Tom Lane wrote:

Stephan Szabo <[EMAIL PROTECTED]> writes:
select * from fk where not exists(select * from pk where pk.key=fk.key)
 and key is not null;
(doing seq scan/subplan doing index scan - which is probably close to the
current system)

Actually, even that would probably be noticeably better than the current system. I haven't profiled it (someone should) but I suspect that executor startup/shutdown time is a huge hit. Even though the trigger is caching a plan, it has to instantiate that plan for each referencing tuple --- and the executor is not designed for quick startup/shutdown.

(Of course, this would become less relevant if the triggers got
rewritten to not go through SPI ...)

One of the reasons why we used SPI to generate the plans was the ease of
use. I'm not 100% sure, but I think the standard doesn't require the
referencing and referenced column(s) to be identical, only compatible.
So for example a text type foreign key can reference a varchar() and an int4 can reference int8. Not using SPI for that lookup does not reduce to a simple index- or seq-scan (depending on index availability on the foreign key attributes).
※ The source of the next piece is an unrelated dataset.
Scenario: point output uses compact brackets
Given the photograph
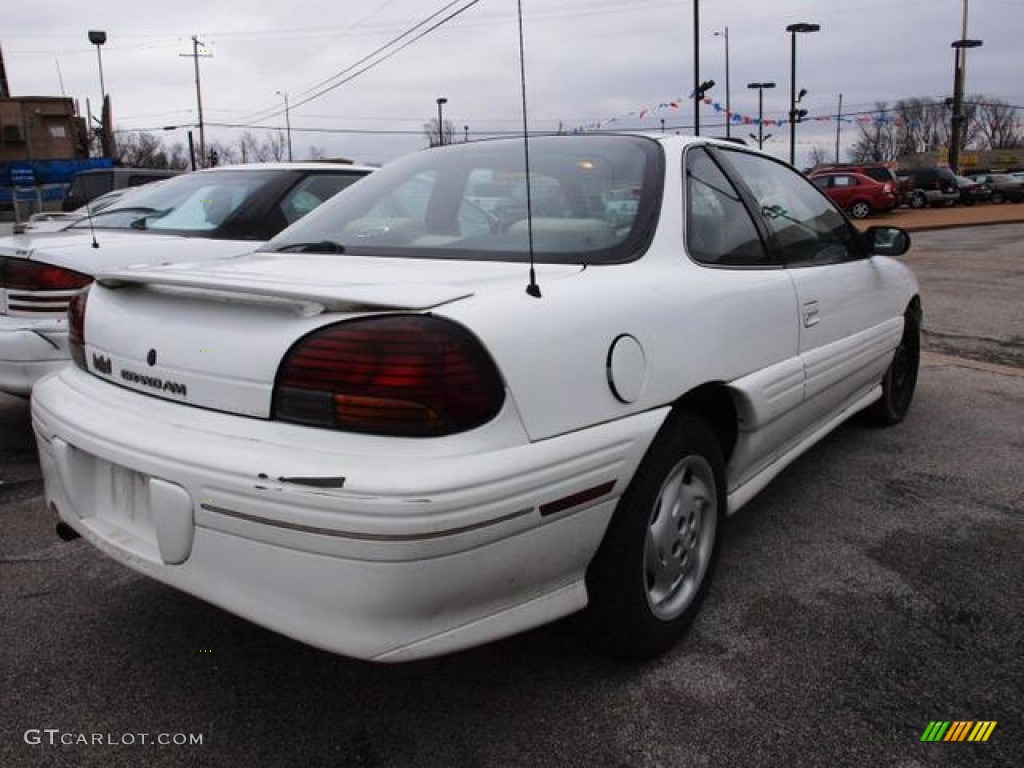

Even if the standard does require it, we did not for a couple releases and breaking that backward compatibility is IMHO not an option.

I'm thinking instead of a way to "cache" entire executors for this. Each SPI plan used during a transaction would need it's own executor, and I don't know offhand what type and how much resources an executor requires (I think it's only some memory that get's initialized and the VFD's opened). If I also remember correctly, the executor holds the pointer to the parameters in the execstate and the actual values stay just in the caller provided array. All that can change for a given plan between SPI_execp() calls is this parameter array and the maxtuple arg. If an executor is comparably cheap resource wise, SPI_execp() should be able to just manipulate the parameter array in the execstate (with propagation into the scankeys I fear) and then let it do a rescan. At transaction commit time we'd need to close all executors then, like we do with cursors.

Does that all make any sense to you?